When a thread that is to be preempted enters the OS code, the OS can save a complete context for the thread. Some of the registers will have already been saved onto the stack of the thread by means of the interrupt entry and so saving the stack-pointer of the thread will effectively 'save' all those registers, but the OS will normally need to do more, eg. caches may need to be flushed, the FPU state may need to be saved and, in the case where the new thread to be run belongs to a different process than the one to be preempted, memory-management protection registers will need to be swapped out. Usually, the OS switches from the interrupted-thread stack to a private OS stack as soon as possible to avoid inflicting OS stack requirements onto every thread stack.
Once the context/s is/are saved, the OS can 'swap in' the extended context/s for the new thread/s that are to be made running. Now, the OS can finally load the stack-pointer for the new thread/s and perform interrupt-returns to make its new ready threads running.
The OS then does nothing at all. The running threads run until another interrupt, (hard or soft), occurs.
Important points:
1) The OS kernel should be looked at as a big interrupt-handler that can decide to interrupt-return to a different set of threads than the ones interrupted.
2) The OS can get control of, and stop if necessary, any thread in any process, no matter what state it is in or what core it may be running on.
3) Preemptive scheduling and dispatching does generate all the synchronization etc. problems that are posted about on these forums. The big upside is fast response at thread-level to hard interrupts. Without this, all those high-performance apps you run on your PC - video streaming, fast networks etc, would be virtually impossible.

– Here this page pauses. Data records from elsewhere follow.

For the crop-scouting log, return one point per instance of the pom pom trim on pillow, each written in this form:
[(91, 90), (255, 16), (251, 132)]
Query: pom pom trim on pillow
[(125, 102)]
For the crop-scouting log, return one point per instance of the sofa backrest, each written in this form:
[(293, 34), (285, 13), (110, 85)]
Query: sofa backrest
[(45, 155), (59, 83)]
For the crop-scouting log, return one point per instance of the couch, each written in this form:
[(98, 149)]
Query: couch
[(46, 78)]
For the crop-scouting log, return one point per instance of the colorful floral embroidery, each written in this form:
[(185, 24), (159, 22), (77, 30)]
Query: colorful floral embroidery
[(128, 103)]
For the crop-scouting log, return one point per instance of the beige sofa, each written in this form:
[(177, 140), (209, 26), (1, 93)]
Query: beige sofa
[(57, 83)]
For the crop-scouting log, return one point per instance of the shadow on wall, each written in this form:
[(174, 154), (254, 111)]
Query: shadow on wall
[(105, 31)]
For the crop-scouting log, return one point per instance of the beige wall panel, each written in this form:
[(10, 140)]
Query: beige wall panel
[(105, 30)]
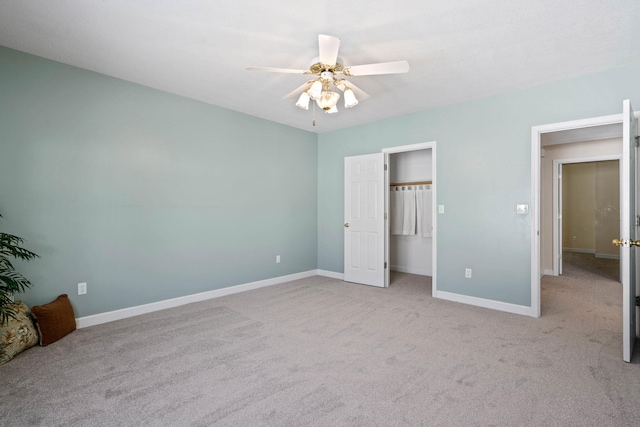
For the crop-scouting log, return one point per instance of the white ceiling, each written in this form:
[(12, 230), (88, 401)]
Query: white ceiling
[(457, 50)]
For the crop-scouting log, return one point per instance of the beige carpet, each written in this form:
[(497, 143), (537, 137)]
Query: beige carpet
[(322, 352)]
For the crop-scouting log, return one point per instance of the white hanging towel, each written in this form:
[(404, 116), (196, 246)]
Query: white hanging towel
[(424, 205), (397, 205), (409, 213)]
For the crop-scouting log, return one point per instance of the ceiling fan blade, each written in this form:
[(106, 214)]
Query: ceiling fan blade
[(276, 70), (299, 90), (329, 46), (359, 93), (380, 68)]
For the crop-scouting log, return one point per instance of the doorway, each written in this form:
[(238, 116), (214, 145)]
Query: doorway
[(586, 202), (588, 216), (367, 239), (628, 197), (415, 253)]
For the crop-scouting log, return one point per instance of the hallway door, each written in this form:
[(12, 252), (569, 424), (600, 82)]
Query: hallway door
[(628, 235)]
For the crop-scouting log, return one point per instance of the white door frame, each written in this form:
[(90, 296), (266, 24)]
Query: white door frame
[(536, 136), (387, 232), (557, 205)]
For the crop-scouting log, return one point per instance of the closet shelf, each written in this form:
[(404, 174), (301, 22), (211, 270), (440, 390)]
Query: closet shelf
[(400, 184)]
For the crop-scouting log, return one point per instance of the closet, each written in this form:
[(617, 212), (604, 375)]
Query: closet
[(410, 213)]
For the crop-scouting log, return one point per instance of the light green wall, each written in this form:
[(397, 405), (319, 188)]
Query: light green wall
[(148, 196), (483, 172), (145, 195)]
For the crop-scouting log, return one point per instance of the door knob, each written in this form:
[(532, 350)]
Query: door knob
[(625, 243)]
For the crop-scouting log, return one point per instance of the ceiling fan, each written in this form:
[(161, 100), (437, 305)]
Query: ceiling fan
[(329, 70)]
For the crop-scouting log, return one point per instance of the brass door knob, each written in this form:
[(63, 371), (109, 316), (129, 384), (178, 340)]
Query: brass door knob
[(622, 242)]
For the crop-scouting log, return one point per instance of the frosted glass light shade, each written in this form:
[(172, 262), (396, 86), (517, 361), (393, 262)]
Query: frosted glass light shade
[(328, 100), (349, 99), (315, 90), (303, 101)]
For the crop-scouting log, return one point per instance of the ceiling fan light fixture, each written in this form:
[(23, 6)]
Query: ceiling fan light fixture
[(328, 100), (315, 90), (303, 101), (350, 99)]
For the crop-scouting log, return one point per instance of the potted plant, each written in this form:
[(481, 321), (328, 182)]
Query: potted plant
[(11, 281)]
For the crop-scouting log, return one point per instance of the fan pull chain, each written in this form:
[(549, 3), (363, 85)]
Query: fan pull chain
[(314, 114)]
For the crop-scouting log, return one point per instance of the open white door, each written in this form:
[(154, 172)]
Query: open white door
[(557, 217), (364, 219), (627, 241)]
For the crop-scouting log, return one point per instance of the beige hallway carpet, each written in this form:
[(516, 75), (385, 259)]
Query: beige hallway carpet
[(322, 352)]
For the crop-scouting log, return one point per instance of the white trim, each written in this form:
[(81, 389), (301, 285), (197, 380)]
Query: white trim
[(607, 256), (331, 274), (580, 251), (486, 303), (536, 133), (110, 316)]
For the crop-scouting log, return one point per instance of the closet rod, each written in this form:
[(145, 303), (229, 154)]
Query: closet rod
[(400, 184)]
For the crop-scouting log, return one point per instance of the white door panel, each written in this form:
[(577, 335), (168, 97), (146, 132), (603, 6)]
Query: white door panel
[(628, 231), (364, 219)]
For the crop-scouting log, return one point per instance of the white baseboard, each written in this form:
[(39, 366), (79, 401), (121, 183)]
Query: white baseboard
[(481, 302), (110, 316), (411, 270), (578, 250), (606, 256), (331, 274)]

4) The OS timer is just one of a large set of interrupts that can change the set of running threads. 'Time-slicing', (ugh - I hate that term), between ready threads only occurs when the computer is overloaded, ie. the set of ready threads is larger than the number of CPU cores available to run them. If any text purporting to explain OS scheduling mentions 'time-slicing' before 'interrupts', it is likely to cause more confusion than explanation. The timer interrupt is only 'special' in that many system calls have timeouts to back up their primary function, (OK, for sleep(), the timeout IS the primary function:).